IBS virtualization (VIBS) allows a guest to collect Instruction-Based
Sampling (IBS) data using hardware-assisted virtualization. With VIBS
enabled, the hardware automatically saves and restores guest IBS state
during VM-Entry and VM-Exit via the VMCB State Save Area.

IBS-generated interrupts are delivered directly to the guest without
causing a VMEXIT.

VIBS depends on mediated PMU mode and requires either AVIC or NMI
virtualization for interrupt delivery. However, since AVIC can be
dynamically inhibited, VIBS requires VNMI to be enabled to ensure
reliable interrupt delivery. If AVIC is inhibited and VNMI is
disabled, the guest can encounter a VMEXIT_INVALID when IBS
virtualization is enabled for the guest.

Because IBS state is classified as swap type C, the hypervisor must
save its own IBS state before VMRUN and restore it after VMEXIT. It
must also disable IBS before VMRUN and re-enable it afterward. This
will be handled using mediated PMU support in subsequent patches by
enabling mediated PMU capability for IBS PMUs.

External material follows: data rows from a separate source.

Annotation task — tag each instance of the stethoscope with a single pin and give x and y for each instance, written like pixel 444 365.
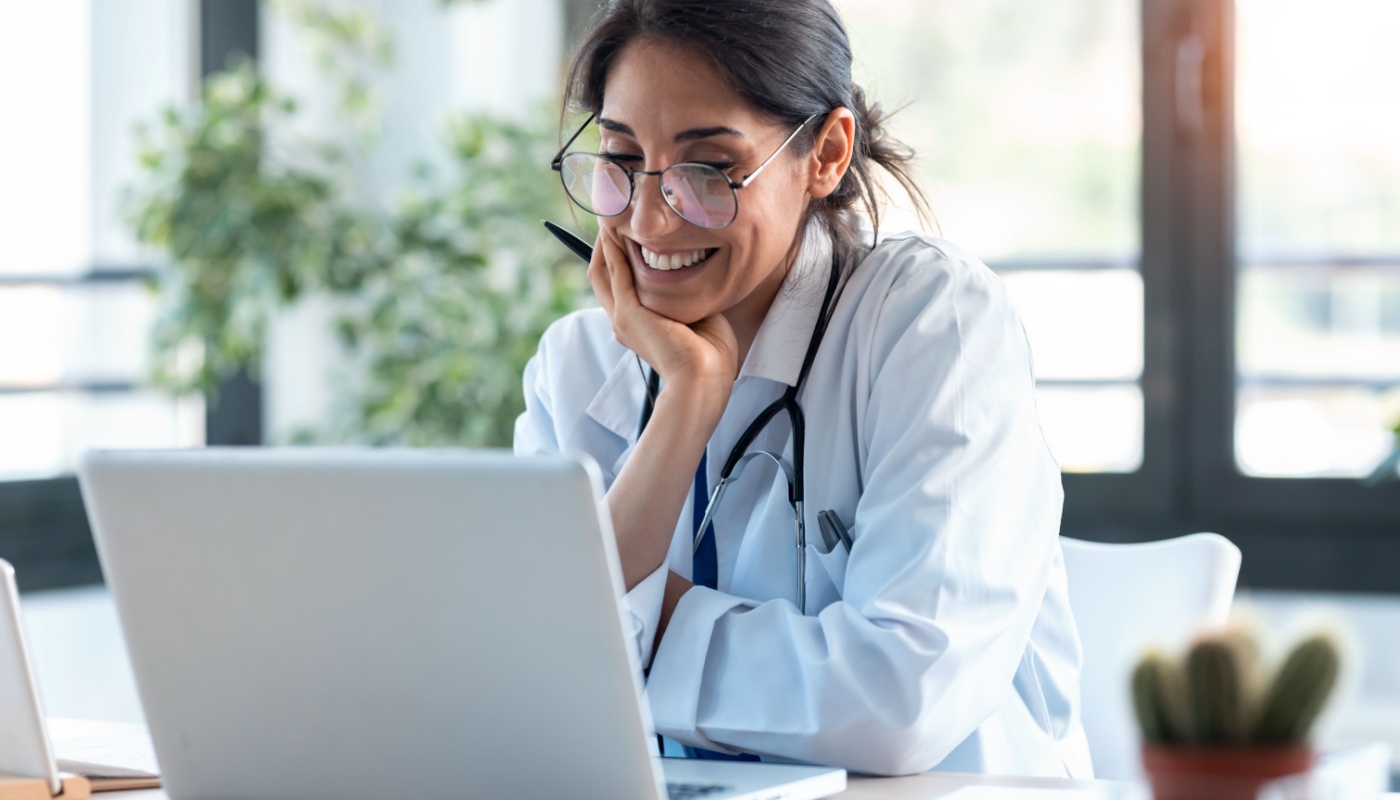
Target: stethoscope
pixel 738 456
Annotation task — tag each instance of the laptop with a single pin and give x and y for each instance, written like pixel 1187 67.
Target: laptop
pixel 24 737
pixel 385 624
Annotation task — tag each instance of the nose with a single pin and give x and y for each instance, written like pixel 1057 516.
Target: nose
pixel 650 213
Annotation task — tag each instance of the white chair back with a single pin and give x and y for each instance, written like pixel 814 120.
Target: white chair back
pixel 1124 600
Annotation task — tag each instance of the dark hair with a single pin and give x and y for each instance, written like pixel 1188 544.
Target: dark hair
pixel 791 59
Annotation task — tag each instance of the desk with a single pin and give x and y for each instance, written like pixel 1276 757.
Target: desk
pixel 921 786
pixel 924 786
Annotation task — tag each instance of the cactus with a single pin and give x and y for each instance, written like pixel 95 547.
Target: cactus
pixel 1215 694
pixel 1150 698
pixel 1298 692
pixel 1207 701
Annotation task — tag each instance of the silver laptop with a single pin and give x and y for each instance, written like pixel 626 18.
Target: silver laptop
pixel 385 624
pixel 24 741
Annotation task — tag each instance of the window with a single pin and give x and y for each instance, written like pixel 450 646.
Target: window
pixel 1196 206
pixel 72 306
pixel 1046 198
pixel 74 310
pixel 1318 320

More details about IBS virtualization can be found at [1].

[1]: https://bugzilla.kernel.org/attachment.cgi?id=306250
     AMD64 Architecture Programmer’s Manual, Vol 2, Section 15.38
     Instruction-Based Sampling Virtualization.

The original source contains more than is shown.